My Mom worked hard to give everyone a gift that was something from Grandpa. She put a lot of thought and love in each gift.
Because many were sick, I think I got another gift of being able to get to do a little extra in the kitchen for our Christmas dinner. I really enjoyed being in the kitchen.
It was a gift for my Mom to have as many as possible home with her this year. She had a great time having all around.
I had a very special gift to have a little granddaughter for the first time at my house at Christmas. She brings so much happiness to her Mommy and Dad and all of us who get to touch and be touched by her.
I think we had a gift from God that Jordan made it to us safely. The weather as I said was not cooperating and we thought his journey would be "iffy." Well, he was doing pretty well until he hit some ice near Stockton and slid off the road. Everyone, including the car was fine, just needed to be pulled back on the road and set on his way.
"Things" sometimes make the vision cloudy. When that vision is clear we understand that the things, the gifts, that are so special are those safe journeys, the blessing of family near and being able to give to someone else.
Thanks everyone for a wonderful time and your generousity and to God for blessing us all with more than we know.

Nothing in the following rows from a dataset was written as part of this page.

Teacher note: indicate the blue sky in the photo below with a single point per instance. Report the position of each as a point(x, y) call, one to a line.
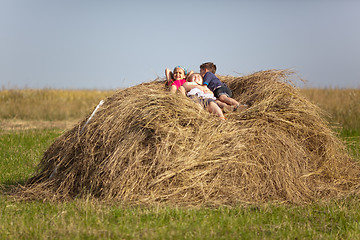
point(109, 44)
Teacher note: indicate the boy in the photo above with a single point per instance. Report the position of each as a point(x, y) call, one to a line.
point(220, 90)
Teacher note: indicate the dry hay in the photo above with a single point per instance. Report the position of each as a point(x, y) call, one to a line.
point(146, 146)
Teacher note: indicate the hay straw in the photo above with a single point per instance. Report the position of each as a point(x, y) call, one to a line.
point(145, 145)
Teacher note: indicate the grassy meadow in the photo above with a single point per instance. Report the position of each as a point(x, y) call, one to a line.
point(22, 149)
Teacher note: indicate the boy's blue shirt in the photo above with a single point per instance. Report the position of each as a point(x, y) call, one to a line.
point(212, 81)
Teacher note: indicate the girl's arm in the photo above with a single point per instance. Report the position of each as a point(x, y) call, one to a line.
point(188, 86)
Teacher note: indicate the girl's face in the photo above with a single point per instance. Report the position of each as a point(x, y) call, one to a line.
point(179, 74)
point(196, 78)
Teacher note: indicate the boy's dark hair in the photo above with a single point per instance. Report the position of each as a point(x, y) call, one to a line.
point(209, 66)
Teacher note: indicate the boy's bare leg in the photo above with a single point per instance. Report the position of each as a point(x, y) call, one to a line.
point(225, 107)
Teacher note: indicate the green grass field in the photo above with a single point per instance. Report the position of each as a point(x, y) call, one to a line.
point(21, 151)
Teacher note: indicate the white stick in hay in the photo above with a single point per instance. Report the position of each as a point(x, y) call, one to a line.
point(82, 129)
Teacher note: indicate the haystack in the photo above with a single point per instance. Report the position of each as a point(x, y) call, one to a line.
point(145, 145)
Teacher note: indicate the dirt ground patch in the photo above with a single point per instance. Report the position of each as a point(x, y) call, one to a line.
point(11, 124)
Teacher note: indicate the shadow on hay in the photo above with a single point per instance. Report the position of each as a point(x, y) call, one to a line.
point(145, 146)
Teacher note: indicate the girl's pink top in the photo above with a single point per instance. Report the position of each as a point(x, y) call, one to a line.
point(178, 83)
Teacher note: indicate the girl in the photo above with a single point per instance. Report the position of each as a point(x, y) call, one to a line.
point(176, 79)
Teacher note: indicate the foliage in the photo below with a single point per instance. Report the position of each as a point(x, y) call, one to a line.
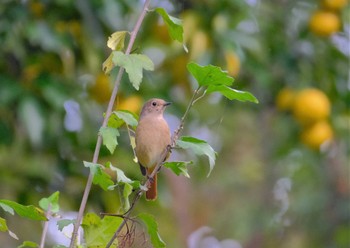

I did't get to take him home
The other day when it was terrible cold (like it was all over the country) we were bringing Mom home from some outing. Mom is pretty independent so I don't remember why we were taking here anywhere, but we were coming home. The driveway was icy (maybe that is why we had her) so I told her I would help her back to the house. So we stepped out of the car and started up the sidewalk to the front steps. Right then I realized that I had not thought about taking Dad up that sidewalk for quite some time. He is always on my mind, but some specifics only pop in now and then. Well we were walking up that sidewalk and Mom was being pretty careful, but it reminded me of those walks up the sidewalk with Dad. Her steps were careful, but Dad's were small. His knees hurt so bad each step was very careful. I would say about 6 to 8 inches was his gait. I remember last year about this time seeing the itty bitty steps in the snow from his car to the front door. It was a trail of footprints only a few inches apart.
Thinking of our walks to the house reminded me of quite a few memories with Dad. This last week has been so hard. There seems to be many stresses around me and I want to go run them by my Dad. Even if we would not talk about some things, just to be with him would help. It has been 10 months now but it seems a new wave of sorrow and missing him has come.
I have thought many times this last week about finding him that afternoon. I question things that happened. I question if I did everything I should have. In my mind I am sure that I did, but it has been a week of questions.
After walking up that walk with Mom the other day I thought to myself. You thought you would take Dad up this sidewalk many more times, didn't you? I had never thought about it until this week, but I did not get to take him home. Guess he got there o.k. without me.